Aquí no estamos en guerra, además ustedes me han salvado. Quisiera
pedirles perdón a los tres—.
Elias estaba sentado con el pañuelo mojado
que le había dado Salvador cuando entró el Capitán.
—¿Qué ha pasado? Aquí no quiero guerra. Me
importa muy poco lo que pasó entre ustedes en España. Aquí mando yo
y si hay otro altercado, les encierro, me desvió al primer puerto y
les bajo—.
—Perdone Capitán. Ha sido mi culpa. He
hablado más de la cuenta y he ofendido a uno de ellos. Ellos no
tienen culpa. He sido un idiota, ustedes me salvan de morir en el
mar y yo meto la pata. Quiero pedir perdón a ese hombre y a todos
ustedes—.
—Por nosotros queda usted perdonado, a Román
se lo diré yo mismo. Capitán, por nuestra parte no ha pasado
nada—.
Salvador le tendió la mano y ambos se la
estrecharon.
El ex inspector no olvidaba la misión que
tenía encomendada. De su enlace en Méjico llegó un mensaje,
requiriendo el día exacto de su llegada al puerto de Veracruz.

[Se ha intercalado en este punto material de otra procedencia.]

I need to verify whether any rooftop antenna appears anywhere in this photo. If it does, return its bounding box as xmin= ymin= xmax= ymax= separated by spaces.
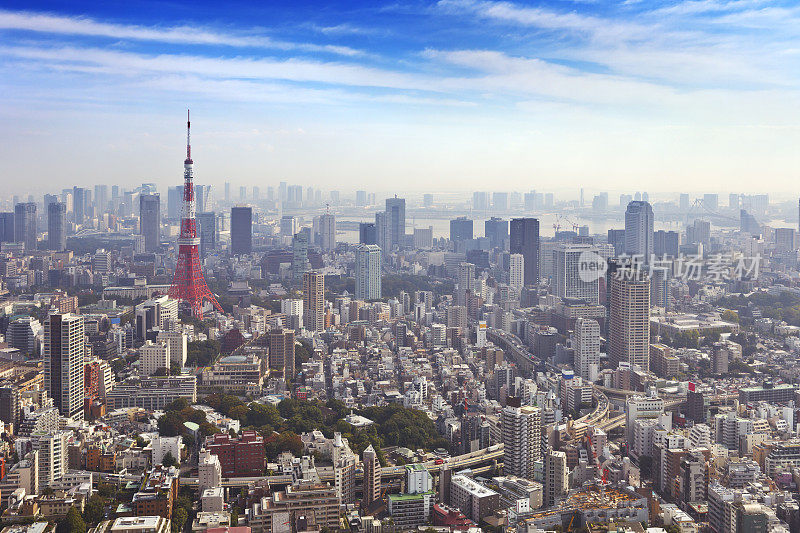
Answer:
xmin=186 ymin=109 xmax=192 ymax=163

Salvador se reunía diariamente con Gervasio y Román en la cubierta,
donde nadie pudiera escuchar lo que decían. Le advirtió a Román que
no iba a permitir ningún altercado que pudiera echar abajo la
misión, si se repetía, informaría al señor Sinarro y lo mandaría de
vuelta a España.
—Lo siento mucho, Salvador, pero no he
podido aguantarme. Usted oyó lo que dijo ese rojo. ¡Que algún
miliciano, se había podido divertir con alguna chica! Conmigo no va
a tener problemas de aquí en adelante, pero ese que no abra la
boca, porque se la cierro, se la cierro—.
—Bueno, él ya ha pedido perdón. Pronto
llegaremos a tierra y se irá. Lo importante es lo que tenemos que
hacer. En Méjico nos espera el enlace—.
Tenía el plan trazado a grandes rasgos, los
detalles tendrían que ajustarse e improvisarse. Una vez llegados a
Veracruz se instalarían. En su camarote tenía un gran mapa de
Méjico, desplegado en la pared. Lo tenía estudiado y se conocía los
nombres de las principales ciudades y pueblos entre Veracruz y
Puebla. Había 326 km entre las dos ciudades.
Una mañana que estaba en cubierta se le
acercó Elias. Desde el altercado se mostraba más callado y rehuía
la presencia de Román.
—Salvador, esto se está acabando, me refiero
al viaje. Yo me quedaré en Santo Domingo y ustedes seguirán. No sé
a lo que se dedican, pero tampoco tienen pinta de empresarios. La
guerra nos está destrozando a todos, primero a los españoles y
ahora a toda Europa. Yo fui feliz en España, no porque fuera a
pelear contra los fascistas, sino porque me encontré conmigo mismo,
yo antes no me conocía. Rompí con todo y me alisté por una causa,
conocí España y su gente, volví herido y cojo pero no me
arrepiento. Créame si le digo que me gustaría volver a España, pero
no para derrotar a Franco sino por continuar mi vida allí—.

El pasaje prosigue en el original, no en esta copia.